To speed things up i was using multiprocessing. I was expecting something like:

  • Number of processes <= number of CPUs = time identical
  • number of processes + 1 = number of CPUs = time doubled

What i was finding was a continuous increase in time. I'm confused.

the code was:

#!/usr/bin/python

from multiprocessing import Process, Queue
import random
from timeit import default_timer as timer

def rand_val():
    num = []
    for i in range(200000000):
        num = random.random()
    print('done')

def main():

    for iii in range(15):
        processes = [Process(target=rand_val) for _ in range(iii)]
        start = timer()
        for p in processes:
            p.start()

        for p in processes:
            p.join()

        end = timer()
        print(f'elapsed time: {end - start}')
        print('for ' + str(iii))
        print('')

if __name__ == "__main__":
    main()
    print('done')

result:

  • elapsed time: 14.9477102 for 1
  • elapsed time: 15.4961154 for 2
  • elapsed time: 16.9633134 for 3
  • elapsed time: 18.723183399999996 for 4
  • elapsed time: 21.568377299999995 for 5
  • elapsed time: 24.126758499999994 for 6
  • elapsed time: 29.142095499999996 for 7
  • elapsed time: 33.175509300000016 for 8

. . .

  • elapsed time: 44.629786800000005 for 11
  • elapsed time: 46.22480710000002 for 12
  • elapsed time: 50.44349420000003 for 13
  • elapsed time: 54.61919949999998 for 14

Solution

  • There are two wrong assumptions you make:

    1. Processes are not free. Merely adding processes adds overhead to the program.
    2. Processes do not own CPUs. A CPU interleaves execution of several processes.

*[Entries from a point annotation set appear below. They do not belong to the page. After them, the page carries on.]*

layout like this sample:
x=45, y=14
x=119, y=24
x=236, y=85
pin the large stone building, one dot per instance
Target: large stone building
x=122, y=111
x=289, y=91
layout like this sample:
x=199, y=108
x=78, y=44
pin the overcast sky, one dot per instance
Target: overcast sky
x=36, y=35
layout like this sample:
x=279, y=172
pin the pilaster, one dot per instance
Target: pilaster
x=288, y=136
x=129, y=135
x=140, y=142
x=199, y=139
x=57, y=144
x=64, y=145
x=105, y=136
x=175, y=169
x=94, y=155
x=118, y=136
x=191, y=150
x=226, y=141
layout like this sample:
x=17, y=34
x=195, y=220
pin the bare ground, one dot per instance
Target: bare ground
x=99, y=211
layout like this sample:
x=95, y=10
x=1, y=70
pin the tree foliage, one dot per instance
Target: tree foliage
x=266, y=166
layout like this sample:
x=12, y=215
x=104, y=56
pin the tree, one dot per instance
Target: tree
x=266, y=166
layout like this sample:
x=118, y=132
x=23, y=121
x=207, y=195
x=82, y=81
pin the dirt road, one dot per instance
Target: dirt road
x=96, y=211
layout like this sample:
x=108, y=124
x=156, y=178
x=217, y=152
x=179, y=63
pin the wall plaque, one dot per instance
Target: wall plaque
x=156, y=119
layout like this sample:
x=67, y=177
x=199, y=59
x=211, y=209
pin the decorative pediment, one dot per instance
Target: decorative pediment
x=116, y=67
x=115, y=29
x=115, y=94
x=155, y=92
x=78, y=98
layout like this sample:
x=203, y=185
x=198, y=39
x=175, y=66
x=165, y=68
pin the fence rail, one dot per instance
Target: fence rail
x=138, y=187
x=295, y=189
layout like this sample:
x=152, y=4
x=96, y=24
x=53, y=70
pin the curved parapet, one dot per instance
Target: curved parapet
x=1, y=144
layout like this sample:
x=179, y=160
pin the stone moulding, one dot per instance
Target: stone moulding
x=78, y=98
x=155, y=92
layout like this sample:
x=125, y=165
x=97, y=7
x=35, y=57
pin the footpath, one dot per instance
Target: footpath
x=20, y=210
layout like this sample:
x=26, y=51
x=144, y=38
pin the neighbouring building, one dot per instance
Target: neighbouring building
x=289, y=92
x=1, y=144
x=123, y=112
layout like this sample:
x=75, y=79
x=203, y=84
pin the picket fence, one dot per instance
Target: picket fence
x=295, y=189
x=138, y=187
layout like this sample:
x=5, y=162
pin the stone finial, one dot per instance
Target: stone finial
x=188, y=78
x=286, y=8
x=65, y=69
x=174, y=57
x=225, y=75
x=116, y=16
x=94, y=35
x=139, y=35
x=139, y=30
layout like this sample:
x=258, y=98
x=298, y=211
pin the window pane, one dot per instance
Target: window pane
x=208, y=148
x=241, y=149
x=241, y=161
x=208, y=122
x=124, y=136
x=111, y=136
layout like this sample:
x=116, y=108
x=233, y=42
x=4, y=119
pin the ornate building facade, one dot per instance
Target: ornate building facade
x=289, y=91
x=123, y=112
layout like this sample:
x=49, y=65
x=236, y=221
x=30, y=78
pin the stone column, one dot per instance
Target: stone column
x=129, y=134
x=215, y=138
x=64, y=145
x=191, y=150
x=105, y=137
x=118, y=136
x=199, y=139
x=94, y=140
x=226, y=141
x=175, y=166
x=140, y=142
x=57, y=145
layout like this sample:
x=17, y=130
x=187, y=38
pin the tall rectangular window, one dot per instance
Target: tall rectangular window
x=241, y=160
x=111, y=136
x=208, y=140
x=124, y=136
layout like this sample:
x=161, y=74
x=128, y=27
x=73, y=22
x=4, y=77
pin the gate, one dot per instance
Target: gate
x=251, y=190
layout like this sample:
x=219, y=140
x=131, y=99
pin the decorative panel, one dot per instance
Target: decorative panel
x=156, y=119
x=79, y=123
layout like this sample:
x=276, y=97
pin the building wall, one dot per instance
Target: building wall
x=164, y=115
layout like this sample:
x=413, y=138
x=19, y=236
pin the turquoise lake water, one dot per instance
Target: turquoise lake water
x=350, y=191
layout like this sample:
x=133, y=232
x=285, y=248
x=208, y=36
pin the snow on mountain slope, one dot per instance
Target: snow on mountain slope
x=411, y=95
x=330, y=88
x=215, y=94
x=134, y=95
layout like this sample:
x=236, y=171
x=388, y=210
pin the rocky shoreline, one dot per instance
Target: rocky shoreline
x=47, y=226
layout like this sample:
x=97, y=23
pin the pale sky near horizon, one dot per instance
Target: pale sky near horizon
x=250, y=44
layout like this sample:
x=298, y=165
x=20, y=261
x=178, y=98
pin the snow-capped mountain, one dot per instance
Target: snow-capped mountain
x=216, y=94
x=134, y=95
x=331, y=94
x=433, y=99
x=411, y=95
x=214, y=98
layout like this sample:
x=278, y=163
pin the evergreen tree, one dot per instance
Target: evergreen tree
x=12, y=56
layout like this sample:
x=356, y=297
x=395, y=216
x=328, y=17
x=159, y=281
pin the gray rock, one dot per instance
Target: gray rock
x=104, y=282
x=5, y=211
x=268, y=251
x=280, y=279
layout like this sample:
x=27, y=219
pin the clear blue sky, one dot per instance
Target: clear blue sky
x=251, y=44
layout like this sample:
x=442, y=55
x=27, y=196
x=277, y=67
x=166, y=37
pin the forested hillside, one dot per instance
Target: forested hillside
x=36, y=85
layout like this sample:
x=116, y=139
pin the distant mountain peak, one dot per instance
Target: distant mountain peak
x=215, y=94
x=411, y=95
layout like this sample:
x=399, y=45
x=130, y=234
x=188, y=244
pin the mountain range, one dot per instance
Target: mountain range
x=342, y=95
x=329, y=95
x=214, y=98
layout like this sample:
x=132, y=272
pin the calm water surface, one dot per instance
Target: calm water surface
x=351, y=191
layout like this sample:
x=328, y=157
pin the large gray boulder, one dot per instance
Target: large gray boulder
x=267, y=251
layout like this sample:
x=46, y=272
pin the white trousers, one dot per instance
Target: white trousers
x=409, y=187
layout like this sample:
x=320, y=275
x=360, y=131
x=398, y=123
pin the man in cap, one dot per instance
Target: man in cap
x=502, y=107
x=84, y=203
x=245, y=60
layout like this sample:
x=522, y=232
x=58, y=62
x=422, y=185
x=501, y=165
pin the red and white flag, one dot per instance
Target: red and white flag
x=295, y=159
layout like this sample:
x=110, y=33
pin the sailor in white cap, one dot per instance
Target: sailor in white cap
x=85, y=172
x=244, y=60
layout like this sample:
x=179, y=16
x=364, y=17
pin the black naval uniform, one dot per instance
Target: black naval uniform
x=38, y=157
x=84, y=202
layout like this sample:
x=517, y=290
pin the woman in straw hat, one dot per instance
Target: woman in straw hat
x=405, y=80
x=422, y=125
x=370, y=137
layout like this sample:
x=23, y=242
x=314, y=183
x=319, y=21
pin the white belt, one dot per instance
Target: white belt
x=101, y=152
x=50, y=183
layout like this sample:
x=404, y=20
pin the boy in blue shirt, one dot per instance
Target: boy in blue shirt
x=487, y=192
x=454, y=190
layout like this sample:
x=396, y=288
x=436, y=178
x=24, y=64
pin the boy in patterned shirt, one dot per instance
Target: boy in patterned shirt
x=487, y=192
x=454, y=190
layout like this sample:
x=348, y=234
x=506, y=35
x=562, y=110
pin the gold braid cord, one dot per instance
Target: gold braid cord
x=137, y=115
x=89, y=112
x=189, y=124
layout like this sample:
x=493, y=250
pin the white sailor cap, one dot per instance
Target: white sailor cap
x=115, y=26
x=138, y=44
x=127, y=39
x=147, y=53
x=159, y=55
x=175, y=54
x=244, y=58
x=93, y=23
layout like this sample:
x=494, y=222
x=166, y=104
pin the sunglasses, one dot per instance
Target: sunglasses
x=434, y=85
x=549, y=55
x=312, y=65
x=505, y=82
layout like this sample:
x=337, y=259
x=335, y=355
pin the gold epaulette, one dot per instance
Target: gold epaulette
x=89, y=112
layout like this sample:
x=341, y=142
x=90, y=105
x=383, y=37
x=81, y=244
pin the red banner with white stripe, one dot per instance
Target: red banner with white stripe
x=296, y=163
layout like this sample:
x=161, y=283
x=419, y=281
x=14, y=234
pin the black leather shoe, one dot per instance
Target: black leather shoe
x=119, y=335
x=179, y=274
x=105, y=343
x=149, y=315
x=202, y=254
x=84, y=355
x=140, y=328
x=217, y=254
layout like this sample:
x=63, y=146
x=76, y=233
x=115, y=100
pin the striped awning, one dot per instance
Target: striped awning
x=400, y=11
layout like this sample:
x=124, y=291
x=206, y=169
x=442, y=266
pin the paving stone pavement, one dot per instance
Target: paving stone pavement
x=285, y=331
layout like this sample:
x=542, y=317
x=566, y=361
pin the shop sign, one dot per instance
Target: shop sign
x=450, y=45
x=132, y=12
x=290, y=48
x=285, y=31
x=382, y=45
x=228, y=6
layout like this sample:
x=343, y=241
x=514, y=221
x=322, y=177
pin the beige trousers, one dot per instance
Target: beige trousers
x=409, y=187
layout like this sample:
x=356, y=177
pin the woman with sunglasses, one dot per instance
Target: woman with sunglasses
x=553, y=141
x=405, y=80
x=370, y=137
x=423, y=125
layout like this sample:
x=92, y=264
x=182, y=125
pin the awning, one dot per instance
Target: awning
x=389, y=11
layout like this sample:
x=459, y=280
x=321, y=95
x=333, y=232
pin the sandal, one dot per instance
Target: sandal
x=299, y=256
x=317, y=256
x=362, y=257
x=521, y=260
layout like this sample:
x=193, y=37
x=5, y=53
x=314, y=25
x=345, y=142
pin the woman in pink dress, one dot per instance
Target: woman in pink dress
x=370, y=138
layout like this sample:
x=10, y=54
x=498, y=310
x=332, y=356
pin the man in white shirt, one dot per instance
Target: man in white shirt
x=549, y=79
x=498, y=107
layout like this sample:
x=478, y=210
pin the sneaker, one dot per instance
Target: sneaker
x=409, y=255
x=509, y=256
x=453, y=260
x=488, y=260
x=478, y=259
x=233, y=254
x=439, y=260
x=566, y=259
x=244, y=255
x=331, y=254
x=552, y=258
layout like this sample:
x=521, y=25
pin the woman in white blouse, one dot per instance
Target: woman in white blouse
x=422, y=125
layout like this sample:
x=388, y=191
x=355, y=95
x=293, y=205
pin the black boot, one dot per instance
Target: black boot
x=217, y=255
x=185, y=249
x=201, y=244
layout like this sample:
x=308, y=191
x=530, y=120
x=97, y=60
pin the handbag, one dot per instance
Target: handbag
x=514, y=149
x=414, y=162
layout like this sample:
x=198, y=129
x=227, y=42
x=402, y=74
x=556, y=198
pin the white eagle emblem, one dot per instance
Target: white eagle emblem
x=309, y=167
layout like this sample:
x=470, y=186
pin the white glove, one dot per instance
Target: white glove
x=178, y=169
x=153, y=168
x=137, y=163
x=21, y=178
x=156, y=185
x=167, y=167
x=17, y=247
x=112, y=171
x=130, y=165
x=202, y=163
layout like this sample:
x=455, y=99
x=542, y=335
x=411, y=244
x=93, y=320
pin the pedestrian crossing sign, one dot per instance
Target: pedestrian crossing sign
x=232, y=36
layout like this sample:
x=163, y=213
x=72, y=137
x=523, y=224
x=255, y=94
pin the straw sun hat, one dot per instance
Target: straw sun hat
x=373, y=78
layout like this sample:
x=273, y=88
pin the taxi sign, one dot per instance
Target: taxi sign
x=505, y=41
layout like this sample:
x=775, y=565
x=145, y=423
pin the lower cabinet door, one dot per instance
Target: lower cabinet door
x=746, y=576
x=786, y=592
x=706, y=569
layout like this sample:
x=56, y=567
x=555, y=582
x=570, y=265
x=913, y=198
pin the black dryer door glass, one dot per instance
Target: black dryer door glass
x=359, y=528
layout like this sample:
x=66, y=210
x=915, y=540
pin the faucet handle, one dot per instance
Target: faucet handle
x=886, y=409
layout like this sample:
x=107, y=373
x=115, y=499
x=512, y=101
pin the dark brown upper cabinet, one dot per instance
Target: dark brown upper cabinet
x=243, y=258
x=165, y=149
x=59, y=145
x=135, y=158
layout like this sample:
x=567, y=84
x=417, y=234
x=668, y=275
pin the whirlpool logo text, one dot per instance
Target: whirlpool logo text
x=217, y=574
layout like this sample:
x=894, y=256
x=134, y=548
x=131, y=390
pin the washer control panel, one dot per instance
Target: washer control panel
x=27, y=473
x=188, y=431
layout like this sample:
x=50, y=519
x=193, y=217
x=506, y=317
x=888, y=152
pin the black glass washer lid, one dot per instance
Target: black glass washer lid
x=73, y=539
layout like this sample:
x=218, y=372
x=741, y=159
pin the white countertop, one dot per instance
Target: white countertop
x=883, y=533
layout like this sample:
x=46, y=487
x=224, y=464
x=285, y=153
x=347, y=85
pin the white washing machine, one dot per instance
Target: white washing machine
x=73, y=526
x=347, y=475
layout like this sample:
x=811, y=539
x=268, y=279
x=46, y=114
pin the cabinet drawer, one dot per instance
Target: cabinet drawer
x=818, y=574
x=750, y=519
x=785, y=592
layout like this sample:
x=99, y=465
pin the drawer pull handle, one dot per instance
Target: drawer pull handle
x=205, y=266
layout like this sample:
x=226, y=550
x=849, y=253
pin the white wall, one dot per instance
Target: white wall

    The first point is why you see some overhead even though there are less processes than CPUs. Note that your system usually has several background processes running, so the point of "less processes than CPUs" is not clearcut for a single application.

    The second point is why you see the execution time increase gradually when there are more processes than CPUs. Any OS running mainline Python does preemptive multitasking of processes; roughly, this means a process does not block a CPU until it is done, but is paused regularly so that other processes can run.
    In effect, this means that several processes can run on one CPU at once. Since the CPU can still only do a fixed amount of work per time, all processes take longer to complete.